La luz fantástica (Mundodisco, #2) – Terry Pratchett

—Eso no tiene sentido —dijo Bethan—. Y si lo tiene, no me gusta.

La estrella era más grande que el sol. Aquella noche no anochecería. En el horizonte contrario, el solecillo del Disco hacía lo que podía por ponerse con normalidad, pero el efecto general de toda aquella luz roja era hacer que la ciudad, nunca particularmente hermosa, pareciera un cuadro pintado por un artista fanático que hubiera pasado un mal rato en manos de un limpiabotas.

Pero era el hogar. Rincewind miró en todas direcciones en una calle desierta y se sintió casi feliz.

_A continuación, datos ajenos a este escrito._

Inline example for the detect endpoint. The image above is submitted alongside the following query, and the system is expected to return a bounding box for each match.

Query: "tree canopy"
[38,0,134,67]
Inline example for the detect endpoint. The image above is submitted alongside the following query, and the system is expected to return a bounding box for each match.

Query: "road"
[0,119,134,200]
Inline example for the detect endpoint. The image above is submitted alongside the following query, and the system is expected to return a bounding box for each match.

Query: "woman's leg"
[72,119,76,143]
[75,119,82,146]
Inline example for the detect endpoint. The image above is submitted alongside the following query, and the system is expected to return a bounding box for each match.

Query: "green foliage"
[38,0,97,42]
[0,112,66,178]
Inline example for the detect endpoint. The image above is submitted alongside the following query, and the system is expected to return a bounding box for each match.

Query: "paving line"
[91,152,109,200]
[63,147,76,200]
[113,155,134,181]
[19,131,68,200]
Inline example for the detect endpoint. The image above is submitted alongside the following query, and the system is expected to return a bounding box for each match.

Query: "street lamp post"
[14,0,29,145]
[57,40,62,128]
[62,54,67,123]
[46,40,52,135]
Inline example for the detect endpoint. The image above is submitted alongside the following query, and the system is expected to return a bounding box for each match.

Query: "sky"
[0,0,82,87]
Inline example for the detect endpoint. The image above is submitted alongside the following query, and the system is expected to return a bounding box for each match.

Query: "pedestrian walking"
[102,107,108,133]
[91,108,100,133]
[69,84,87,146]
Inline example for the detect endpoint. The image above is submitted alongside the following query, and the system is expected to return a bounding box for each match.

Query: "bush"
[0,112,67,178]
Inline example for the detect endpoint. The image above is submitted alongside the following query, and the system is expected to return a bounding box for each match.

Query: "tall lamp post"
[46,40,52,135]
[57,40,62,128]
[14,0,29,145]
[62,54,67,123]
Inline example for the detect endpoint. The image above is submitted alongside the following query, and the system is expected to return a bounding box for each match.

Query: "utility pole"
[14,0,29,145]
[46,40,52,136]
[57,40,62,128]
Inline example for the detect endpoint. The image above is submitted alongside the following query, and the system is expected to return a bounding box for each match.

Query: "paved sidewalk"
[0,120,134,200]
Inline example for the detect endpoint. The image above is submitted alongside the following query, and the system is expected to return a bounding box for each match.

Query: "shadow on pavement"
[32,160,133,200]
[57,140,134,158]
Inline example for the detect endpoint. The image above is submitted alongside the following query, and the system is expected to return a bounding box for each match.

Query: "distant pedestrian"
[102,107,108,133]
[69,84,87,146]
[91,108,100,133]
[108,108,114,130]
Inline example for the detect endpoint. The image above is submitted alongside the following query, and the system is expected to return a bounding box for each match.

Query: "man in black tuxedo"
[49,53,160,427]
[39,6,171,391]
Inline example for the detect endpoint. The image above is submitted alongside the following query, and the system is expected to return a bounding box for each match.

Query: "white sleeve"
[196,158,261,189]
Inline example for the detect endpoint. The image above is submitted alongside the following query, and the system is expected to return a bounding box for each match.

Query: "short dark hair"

En lo más profundo de su mente, el Hechizo agarraba un berrinche, pero no le hizo caso. Quizá fuera cierto que la magia se debilitaba a medida que se acercaba la estrella, o quizá hacía tanto que llevaba el Hechizo en la cabeza que había acabado por desarrollar una especie de inmunidad física: lo cierto es que descubrió que podía resistir sus órdenes.

—Estamos en los muelles —declaró—. ¡Oled este aire!

—Oh —gimió Bethan apoyándose contra una pared—. Sí.

—Es el ozono, sin duda —explicó Rincewind—. Un aire con personalidad, sí señor.

Respiró hondo.

Dosflores se volvió hacia el tendero.

—Bueno, espero que encuentres al hechicero —dijo—. Siento no poder comprarte nada, pero es que llevo todo mi dinero en el Equipaje.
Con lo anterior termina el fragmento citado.